Discussion [Tomshardware] EPYC Genoa and Radeon Instinct to Power Two-Exaflop DOE Supercomputer

DisEnchantment

Golden Member
Mar 3, 2017
1,601
5,780
136
EPYC win for AMD for two exaflops exascale supercomputer.
EPYC Genoa + Future Radeon Instinct
Zen4 + DDR5 + Radeon Instinct

Big win for ROCm and users of open source SW.


I hope this gives a big boost to ROCm.
As a Linux user I am really looking forward to ROCm support upstreamed for most frameworks and the community can benefit without having to reverse engineer their ass out to find bugs and root causes if something is not working in the SW.

(Intel is also a big OSS contributor so I hope they win some too)


Update 1
AT Link

However the most interesting claim is that these IF 3.0 device nodes will support unified memory across the CPU and GPU, which is something AMD doesn’t offer today.

I hope it means what it sounds.
That we can write code which treat memory across the GPU as how we treat memory shared with another thread/core on the CPU? Sounds like a dream come true.


Best bit for me

Scott said, “As part of this procurement, the Department of Energy has provided additional funds beyond the purchase of the machine to fund non-recurring engineering efforts and one major piece of that is to work closely with AMD on enhancing the programming environment for their new CPU-GPU architecture.” Work is ongoing by all three partners to take the critical applications and workloads forward and optimize them to get the best performance in the machine when El Capitan is delivered.


Update 2
It is time to start a new Zen 4 thread :)
 
Last edited:

prtskg

Senior member
Oct 26, 2015
261
94
101
Yeah, good win. ROCm is also receiving some funding. Honestly though, I was expecting IBM+Nvidia to win this one. One Intel, one AMD and one by IBM+Nvidia. Guess products from two different companies raises cost.
 

Hitman928

Diamond Member
Apr 15, 2012
5,243
7,792
136
Hmmm, interesting that it uses Genoa, i would have assumed it will be using Zen 5.
Does it mean Genoa will not come out until 2022 at the earliest?

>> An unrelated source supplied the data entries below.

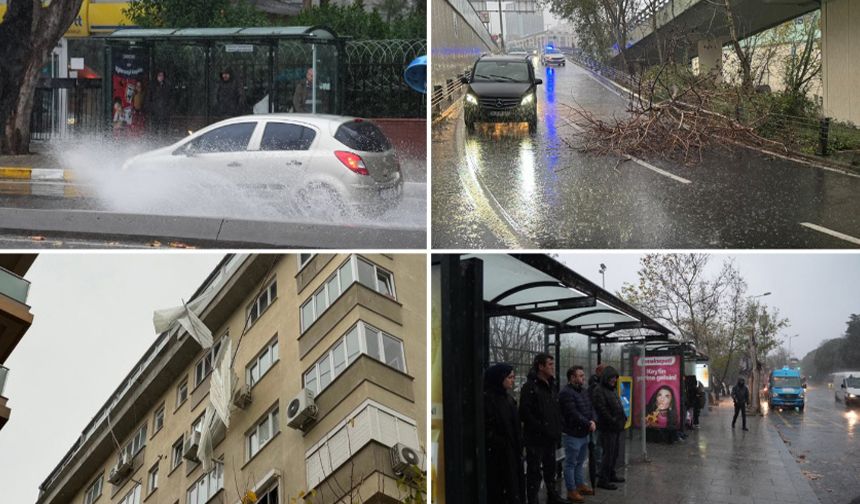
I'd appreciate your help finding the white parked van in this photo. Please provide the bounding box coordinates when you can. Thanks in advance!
[833,372,860,407]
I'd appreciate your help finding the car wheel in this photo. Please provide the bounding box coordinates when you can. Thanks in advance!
[296,183,346,218]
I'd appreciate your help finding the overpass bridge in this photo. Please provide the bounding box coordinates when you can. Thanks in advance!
[431,0,500,114]
[619,0,860,124]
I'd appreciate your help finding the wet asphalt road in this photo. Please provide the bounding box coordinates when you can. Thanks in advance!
[765,385,860,504]
[432,61,860,249]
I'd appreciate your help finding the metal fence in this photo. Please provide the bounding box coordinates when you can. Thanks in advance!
[343,39,426,118]
[30,79,104,141]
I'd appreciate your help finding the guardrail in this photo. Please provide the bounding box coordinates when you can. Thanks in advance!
[431,70,471,118]
[0,266,30,305]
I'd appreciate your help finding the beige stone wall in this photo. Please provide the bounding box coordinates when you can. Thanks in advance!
[60,253,426,504]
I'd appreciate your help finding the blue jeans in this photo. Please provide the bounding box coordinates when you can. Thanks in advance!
[562,433,589,491]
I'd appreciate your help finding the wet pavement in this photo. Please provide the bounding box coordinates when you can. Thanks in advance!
[765,385,860,504]
[432,61,860,249]
[536,398,821,504]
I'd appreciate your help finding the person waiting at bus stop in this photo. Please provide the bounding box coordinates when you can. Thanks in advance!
[519,353,564,504]
[592,366,627,490]
[731,377,750,430]
[558,365,596,503]
[483,363,525,504]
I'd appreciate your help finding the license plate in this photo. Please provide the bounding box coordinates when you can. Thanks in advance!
[489,111,510,117]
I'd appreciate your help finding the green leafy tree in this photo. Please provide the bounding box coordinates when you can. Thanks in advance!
[288,3,388,39]
[124,0,270,28]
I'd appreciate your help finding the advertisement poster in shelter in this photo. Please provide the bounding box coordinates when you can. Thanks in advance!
[111,46,149,135]
[633,355,682,430]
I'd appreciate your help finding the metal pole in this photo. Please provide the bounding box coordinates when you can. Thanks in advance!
[311,43,317,114]
[640,340,648,461]
[498,0,505,52]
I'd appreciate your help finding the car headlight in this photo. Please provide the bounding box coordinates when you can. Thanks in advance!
[465,93,478,105]
[521,93,534,106]
[849,393,856,398]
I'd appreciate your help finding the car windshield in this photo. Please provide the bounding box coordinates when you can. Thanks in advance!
[846,377,860,387]
[472,61,530,83]
[773,376,802,387]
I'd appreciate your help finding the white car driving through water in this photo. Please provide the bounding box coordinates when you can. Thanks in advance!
[121,114,403,214]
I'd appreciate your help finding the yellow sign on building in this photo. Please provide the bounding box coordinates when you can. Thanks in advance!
[0,0,132,37]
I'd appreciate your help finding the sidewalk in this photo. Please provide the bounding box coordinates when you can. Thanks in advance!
[0,145,68,181]
[542,399,820,504]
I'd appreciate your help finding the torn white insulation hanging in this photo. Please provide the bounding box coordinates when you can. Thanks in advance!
[198,338,235,472]
[153,298,213,348]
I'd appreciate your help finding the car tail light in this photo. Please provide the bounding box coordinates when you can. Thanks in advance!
[334,150,369,175]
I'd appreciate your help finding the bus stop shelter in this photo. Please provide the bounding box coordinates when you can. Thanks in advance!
[102,26,344,135]
[432,254,675,504]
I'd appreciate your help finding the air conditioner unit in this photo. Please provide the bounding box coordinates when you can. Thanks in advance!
[286,388,318,430]
[232,384,252,409]
[390,443,425,479]
[183,431,201,461]
[107,453,132,485]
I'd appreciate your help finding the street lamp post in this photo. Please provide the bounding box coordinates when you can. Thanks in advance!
[748,292,771,415]
[599,263,606,289]
[787,334,799,361]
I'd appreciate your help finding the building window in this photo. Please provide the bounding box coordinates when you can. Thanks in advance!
[303,321,406,396]
[186,462,224,504]
[247,279,277,327]
[255,484,279,504]
[84,474,103,504]
[247,406,279,459]
[299,256,395,333]
[305,401,419,489]
[298,254,315,269]
[192,414,205,435]
[176,378,188,408]
[171,436,184,470]
[247,337,279,387]
[147,464,158,494]
[117,484,141,504]
[120,424,147,462]
[194,337,224,387]
[153,404,165,434]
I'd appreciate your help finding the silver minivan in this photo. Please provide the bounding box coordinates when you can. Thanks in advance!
[833,372,860,407]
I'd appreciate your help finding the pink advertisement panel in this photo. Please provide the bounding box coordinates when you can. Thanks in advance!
[632,355,682,430]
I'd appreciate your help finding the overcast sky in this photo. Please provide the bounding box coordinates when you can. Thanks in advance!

My guess is Zen3 gets released 4Q this year, still on AM4 and then AMD gives a bit more time between generations to allow for the transition to AM5 (or whatever they call it) and the cooresponding server socket which means that Zen4 (Genoa) will be released late 1H 2022. Just a guess though.
 

amrnuke

Golden Member
Apr 24, 2019
1,181
1,772
136
Fairly incredible, even just looking at efficiency. Frontier 30MW for 1.5 EF, El Capitan "fairly substantially under" 40MW for 2 EF means that efficiency is expected to continue to increase substantially.

Hmmm, interesting that it uses Genoa, i would have assumed it will be using Zen 5.
Does it mean Genoa will not come out until 2022 at the earliest?
Frontier will likely be on Zen3 (expected release this year) but is being completed in 2021. However, close customers are getting Zen3 earlier.
Same with Zen4. LLNL could conceivably get Zen4 in 2021, but actually building this massive of a system requires time I'm guessing.
 

JasonLD

Senior member
Aug 22, 2017
485
445
136
Why do you think it can't come in 2021? DDR5?

Usually the supercomputer gets the latest or even yet commercially unavailable tech available at the time of its build. It is just my assumption that sole latest EPYC product that AMD will have for 2022 is Zen 4 Genoa. If Zen 5 was available (or close to release), then it would have used that.

My guess is Zen3 gets released 4Q this year, still on AM4 and then AMD gives a bit more time between generations to allow for the transition to AM5 (or whatever they call it) and the cooresponding server socket which means that Zen4 (Genoa) will be released late 1H 2022. Just a guess though.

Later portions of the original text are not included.